Na prática, isso significa que cabe à parte autora, que alega ser vítima de defamation, o ônus da prova de que a empresa jornalística ou o jornalista que escreveu a matéria tinham ciência da falsidade da notícia ou agiram com grave negligência ao publicá-la, sem mostrar preocupação com a sua veracidade.

Em decisões posteriores, a Suprema Corte dos Estados Unidos explicitou o conceito de agente público e de conduta oficial, estendendo a aplicação da regra da actual malice para agentes privados considerados "figuras públicas", distinguindo-os das pessoas comuns ou não-públicas, em relação às quais prevalece a regra geral de que, para o reconhecimento da responsabilidade civil, basta a culpa simples do réu que publica a informação falsa e ofensiva à honra.

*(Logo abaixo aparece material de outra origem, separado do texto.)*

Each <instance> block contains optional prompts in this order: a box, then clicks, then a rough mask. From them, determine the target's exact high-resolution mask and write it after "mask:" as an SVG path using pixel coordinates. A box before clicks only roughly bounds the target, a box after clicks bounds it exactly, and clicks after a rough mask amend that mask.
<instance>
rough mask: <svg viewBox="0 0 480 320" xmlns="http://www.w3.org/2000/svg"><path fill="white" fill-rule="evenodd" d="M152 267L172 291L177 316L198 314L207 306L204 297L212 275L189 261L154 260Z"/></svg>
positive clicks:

Esses e outros standards foram forjando os limites da liberdade de imprensa nos Estados Unidos, trazendo maior segurança jurídica para o exercício da atividade jornalística.

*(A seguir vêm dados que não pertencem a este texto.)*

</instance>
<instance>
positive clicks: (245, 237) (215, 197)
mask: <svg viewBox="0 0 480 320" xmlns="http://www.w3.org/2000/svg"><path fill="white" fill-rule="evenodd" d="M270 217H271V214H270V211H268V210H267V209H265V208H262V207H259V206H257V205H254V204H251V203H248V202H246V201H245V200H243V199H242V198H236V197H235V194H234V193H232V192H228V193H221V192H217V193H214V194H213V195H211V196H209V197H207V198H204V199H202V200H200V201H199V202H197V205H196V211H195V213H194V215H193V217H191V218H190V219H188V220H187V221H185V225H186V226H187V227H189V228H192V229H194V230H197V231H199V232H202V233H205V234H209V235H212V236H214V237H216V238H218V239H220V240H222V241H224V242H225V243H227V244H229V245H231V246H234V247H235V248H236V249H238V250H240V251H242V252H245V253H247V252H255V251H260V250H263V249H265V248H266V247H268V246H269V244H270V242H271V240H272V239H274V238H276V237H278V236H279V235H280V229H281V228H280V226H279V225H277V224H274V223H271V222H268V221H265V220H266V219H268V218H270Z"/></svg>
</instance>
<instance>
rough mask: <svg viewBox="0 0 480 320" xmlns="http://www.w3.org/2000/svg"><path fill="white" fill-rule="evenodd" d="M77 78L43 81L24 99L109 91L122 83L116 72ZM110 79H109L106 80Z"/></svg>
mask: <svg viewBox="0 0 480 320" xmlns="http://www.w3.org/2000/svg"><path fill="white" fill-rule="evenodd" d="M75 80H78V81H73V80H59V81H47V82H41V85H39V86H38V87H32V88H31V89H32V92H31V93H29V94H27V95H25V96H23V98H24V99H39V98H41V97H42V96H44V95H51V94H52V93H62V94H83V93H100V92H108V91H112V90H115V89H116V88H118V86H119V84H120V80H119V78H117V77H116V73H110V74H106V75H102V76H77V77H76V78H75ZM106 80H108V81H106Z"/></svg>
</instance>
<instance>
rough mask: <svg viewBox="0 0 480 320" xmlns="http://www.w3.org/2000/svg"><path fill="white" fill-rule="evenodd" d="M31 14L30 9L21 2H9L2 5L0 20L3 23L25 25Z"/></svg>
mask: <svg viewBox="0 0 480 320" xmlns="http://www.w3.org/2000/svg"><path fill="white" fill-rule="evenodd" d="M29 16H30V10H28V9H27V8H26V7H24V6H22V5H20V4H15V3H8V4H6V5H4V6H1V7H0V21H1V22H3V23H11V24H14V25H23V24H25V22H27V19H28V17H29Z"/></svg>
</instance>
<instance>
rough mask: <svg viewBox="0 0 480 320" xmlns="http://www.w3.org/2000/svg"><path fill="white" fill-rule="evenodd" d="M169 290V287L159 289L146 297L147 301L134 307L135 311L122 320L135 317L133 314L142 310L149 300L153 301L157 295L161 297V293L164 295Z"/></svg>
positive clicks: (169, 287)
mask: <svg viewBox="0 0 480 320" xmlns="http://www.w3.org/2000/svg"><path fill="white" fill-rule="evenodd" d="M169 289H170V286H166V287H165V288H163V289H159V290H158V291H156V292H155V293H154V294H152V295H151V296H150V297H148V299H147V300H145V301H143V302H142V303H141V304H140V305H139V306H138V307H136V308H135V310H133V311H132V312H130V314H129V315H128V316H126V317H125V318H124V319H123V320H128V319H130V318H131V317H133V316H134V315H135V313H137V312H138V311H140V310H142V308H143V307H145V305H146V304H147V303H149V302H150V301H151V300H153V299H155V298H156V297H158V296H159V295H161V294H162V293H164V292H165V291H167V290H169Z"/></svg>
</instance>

Para muitos, o julgamento do caso New York Times v. Sullivan foi a mais importante decisão proferida pela Suprema Corte americana acerca do alcance da Primeira Emenda da Constituição, por conferir uma robusta e necessária proteção às liberdades de expressão e de imprensa.

Além disso, é de grande importância distinguir o que é fato e o que opinião. Isso porque, embora em relação aos fatos haja o dever de veracidade, o mesmo não ocorre em relação às opiniões. Não há que falar em opiniões verdadeiras ou falsas. As opiniões podem ser boas ou más, mas não se submetem à prova da verdade, de modo que não poderiam, em linha de princípio, gerar responsabilidade civil do órgão de imprensa ou do jornalista.

Essa é a doutrina que prepondera na jurisprudência norte-americana, que admite ação por defamation apenas nos casos de declarações falsas a respeito de alguém, aptas a causar dano à honra subjetiva ou à reputação.

As opiniões, pela sua inerente subjetividade, ainda que extremamente críticas, desairosas, derrogatórias e até com o uso de expletivos e expressões insultuosas, estão especialmente resguardadas pelas garantias das liberdades de expressão e de imprensa, não dando ensejo a ação de responsabilidade civil.

A jurisprudência brasileira, em geral, não tem estabelecido diferenças entre os agentes públicos e os particulares para o fim de responsabilização civil em casos de danos à honra pela imprensa, havendo já precedentes do Superior Tribunal de Justiça que entenderam pela não aplicação no direito brasileiro da doutrina da actual malice.6

Uma pesquisa mais aprofundada na jurisprudência do STJ demonstra que notícias e manifestações críticas contra figuras públicas trazem um grande risco de condenação para empresas de comunicação, jornalistas e cidadãos em geral.7

Já o Supremo Tribunal Federal tem sinalizado no sentido de reconhecer uma proteção mais alargada e robusta das liberdades de expressão e de imprensa, com menção, em alguns julgados mais recentes, à doutrina da actual malice.8

Além disso, o STF tem se posicionado no sentido de que a liberdade de expressão, no conjunto de direitos fundamentais, constitui um "direito preferencial".9

Conferir uma posição preferencial à liberdade de expressão significa impor um ônus argumentativo mais pesado para quem deseje restringir ou suprimir essa liberdade, que, prima facie, pela sua importância para o indivíduo e para o estado democrático de direito, deve prevalecer.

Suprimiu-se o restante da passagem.